Laurenç Sérénac alza una mano autoritaria.

—¡Señorita! Un té y una copa de vino blanco. Un Gaillac, ¿tiene? —Se vuelve hacia su adjunto—. ¿Tan difícil es tutearme? Sylvio, ¿qué soy, siete, diez años mayor que tú? Tenemos el mismo grado. No porque dirija desde hace cuatro meses la comisaría de Vernon me tienes que tratar de usted. En el sur, hasta los novatos tutean a los comisarios…

—En el norte hay que saber esperar… Llegará, jefe. Ya lo verá…

—Seguramente tengas razón. Digamos que me tengo que aclimatar… Aunque, joder, se me hace raro que mi adjunto me llame «jefe».

Sylvio se retuerce los dedos, como si dudara en contradecir a su superior.

—Si me lo permite, no estoy seguro de que se trate de una cuestión de norte-sur. A ver, para que me entienda, mi padre está ahora jubilado, pero durante toda su vida ha construido casas en Portugal y en Francia con jefes más jóvenes que él que lo tuteaban o lo trataban de usted. En mi opinión, sería más bien una cuestión de, no sé, corbata o de mono de albañil, de manos con manicura o manos llenas de aceite de coche. No sé si me explico lo que quiero decir.

Laurenç Sérénac abre los brazos, apartando los laterales de la chaqueta de cuero que lleva encima de una camiseta gris.

—Sylvio, ¿tú ves aquí una corbata? Joder, que somos inspectores los dos… —Ríe sinceramente—. Bueno, como bien dices, ya llegará el tuteo… Dicho esto, por lo demás no cambia nada, me encanta esa faceta tuya de portugués de segunda generación que se hace el modesto. Y bien, ¿qué hay de Morval?

Sylvio agacha la cabeza y lee todo concentrado sus apuntes.
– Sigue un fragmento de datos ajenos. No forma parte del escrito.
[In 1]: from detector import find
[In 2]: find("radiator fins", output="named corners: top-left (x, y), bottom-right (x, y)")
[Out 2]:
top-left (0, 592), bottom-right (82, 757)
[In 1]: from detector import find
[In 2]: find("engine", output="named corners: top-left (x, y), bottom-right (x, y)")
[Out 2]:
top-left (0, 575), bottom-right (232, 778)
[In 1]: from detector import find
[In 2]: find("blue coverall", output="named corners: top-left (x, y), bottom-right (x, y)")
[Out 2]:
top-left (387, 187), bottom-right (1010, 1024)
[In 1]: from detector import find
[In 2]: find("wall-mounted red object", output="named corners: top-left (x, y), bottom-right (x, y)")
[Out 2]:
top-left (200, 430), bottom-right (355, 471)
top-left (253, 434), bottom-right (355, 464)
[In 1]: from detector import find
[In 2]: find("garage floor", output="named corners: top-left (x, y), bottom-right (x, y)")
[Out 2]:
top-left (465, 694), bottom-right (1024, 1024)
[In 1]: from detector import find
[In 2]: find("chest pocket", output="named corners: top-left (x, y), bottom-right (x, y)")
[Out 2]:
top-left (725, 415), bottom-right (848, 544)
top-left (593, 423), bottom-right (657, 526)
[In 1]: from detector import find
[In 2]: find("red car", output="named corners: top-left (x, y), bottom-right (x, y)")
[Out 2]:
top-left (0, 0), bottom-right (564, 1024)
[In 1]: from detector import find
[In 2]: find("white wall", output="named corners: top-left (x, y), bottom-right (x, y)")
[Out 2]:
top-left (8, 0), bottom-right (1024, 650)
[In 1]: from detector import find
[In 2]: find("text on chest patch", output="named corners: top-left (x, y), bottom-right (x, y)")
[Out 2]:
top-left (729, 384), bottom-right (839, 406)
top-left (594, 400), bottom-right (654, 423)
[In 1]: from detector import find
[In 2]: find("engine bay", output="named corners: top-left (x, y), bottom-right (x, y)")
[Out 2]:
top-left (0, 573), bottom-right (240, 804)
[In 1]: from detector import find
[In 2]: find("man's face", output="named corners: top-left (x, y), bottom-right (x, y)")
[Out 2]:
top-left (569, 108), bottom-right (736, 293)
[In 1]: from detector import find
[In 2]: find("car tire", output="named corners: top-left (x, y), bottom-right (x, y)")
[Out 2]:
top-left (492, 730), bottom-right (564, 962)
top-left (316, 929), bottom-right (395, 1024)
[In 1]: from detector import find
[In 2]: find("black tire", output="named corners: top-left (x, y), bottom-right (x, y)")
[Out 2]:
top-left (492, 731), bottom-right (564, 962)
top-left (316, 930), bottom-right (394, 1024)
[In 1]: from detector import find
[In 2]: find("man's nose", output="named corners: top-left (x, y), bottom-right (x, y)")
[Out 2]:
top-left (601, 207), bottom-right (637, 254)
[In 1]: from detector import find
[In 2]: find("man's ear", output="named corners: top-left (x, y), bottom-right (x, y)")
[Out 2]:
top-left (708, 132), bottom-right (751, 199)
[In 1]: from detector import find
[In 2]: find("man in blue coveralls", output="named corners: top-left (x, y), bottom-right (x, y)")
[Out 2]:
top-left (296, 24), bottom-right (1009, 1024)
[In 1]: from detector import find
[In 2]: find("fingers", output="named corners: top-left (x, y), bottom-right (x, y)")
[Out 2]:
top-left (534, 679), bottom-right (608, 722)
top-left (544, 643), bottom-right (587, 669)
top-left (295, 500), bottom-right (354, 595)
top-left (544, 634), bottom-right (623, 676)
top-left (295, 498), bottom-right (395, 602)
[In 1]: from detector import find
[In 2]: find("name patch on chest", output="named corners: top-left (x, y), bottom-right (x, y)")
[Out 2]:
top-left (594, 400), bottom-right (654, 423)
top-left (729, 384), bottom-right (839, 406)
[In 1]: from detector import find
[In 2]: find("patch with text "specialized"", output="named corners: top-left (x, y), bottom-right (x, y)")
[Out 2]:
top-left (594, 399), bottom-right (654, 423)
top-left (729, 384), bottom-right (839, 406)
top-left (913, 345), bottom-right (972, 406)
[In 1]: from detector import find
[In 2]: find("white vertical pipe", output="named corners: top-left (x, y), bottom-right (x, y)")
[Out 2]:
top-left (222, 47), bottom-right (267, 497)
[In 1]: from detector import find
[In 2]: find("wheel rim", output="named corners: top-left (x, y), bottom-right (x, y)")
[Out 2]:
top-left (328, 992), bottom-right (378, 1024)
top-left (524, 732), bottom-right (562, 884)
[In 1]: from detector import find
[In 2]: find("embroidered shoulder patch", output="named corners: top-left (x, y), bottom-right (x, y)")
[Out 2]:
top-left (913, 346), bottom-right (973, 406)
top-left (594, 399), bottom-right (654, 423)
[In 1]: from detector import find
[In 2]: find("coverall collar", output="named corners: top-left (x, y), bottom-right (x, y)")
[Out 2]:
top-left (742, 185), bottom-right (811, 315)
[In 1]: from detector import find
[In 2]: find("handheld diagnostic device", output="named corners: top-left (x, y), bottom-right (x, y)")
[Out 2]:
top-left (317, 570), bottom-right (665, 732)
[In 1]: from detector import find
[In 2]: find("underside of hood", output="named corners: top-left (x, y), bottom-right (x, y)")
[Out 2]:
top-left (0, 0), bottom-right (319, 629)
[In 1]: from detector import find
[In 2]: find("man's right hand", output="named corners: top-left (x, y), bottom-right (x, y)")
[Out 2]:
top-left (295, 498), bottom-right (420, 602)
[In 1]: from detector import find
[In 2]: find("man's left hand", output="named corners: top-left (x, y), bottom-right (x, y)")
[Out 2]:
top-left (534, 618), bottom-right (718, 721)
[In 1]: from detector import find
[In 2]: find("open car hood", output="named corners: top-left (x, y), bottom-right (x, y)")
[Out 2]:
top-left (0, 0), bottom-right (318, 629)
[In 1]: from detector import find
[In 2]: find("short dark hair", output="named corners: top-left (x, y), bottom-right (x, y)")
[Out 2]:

—Jérôme Morval es un chico de pueblo que supo abrirse camino. Vivió en Giverny, pero se mudó con su familia a París cuando era todavía un chaval. El padre también era médico, de familia, pero sin gran fortuna. Jérôme Morval se casó bastante joven con una tal Patricia Chéron. No tenían ni veinticinco años. El resto son todo éxitos. El joven Jérôme estudia Medicina, con especialidad en Oftalmología. Primero abre una consulta en Asnières, junto a otros cinco compañeros; luego, cuando Morval padre muere, invierte el capital en montar su propia consulta de cirujano oftalmólogo en el distrito XVI. Al parecer, le va bastante bien. Por lo que he entendido, es un reputado especialista en cataratas y, como consecuencia de ello, tendrá una clientela más bien anciana. Hace diez años, de vuelta al redil, compra una de las casas más bonitas de Giverny, entre el hotel Baudy y la iglesia…

—¿Nada de hijos? —La camarera deja el pedido y se aleja. Sérénac corta a su adjunto justo antes de que responda—: Qué chica más mona, ¿verdad? Bonito compás dorado bajo la falda, ¿no?

El inspector Bénavides duda entre un suspiro de cansancio y una sonrisa de apuro.

—Sí… No… Bueno, a lo que voy, los Morval. Nunca tuvieron hijos.

—Bien… ¿Enemigos?

—Morval llevaba una vida burguesa bastante limitada. Nada de política. Ninguna responsabilidad en asociaciones o cosas por el estilo… Tampoco ningún grupo de amigos… Sin embargo, tenía…

Sérénac se vuelve bruscamente.

—¡Anda, mira quién está aquí! Hola…

Bénavides nota cómo la forma peluda se mete debajo de la mesa. Esta vez suspira de verdad. Sérénac tiende la mano y Neptune se acerca para frotarse contra ella.

—Mi único testigo, de momento —susurra Laurenç Sérénac—. ¡Hola, Neptune!

El perro reconoce su nombre. Se pega a la pierna del inspector y devora con la mirada el azúcar que hay en el platito de la taza de té de Sylvio. Sérénac alza su dedo hacia el perro.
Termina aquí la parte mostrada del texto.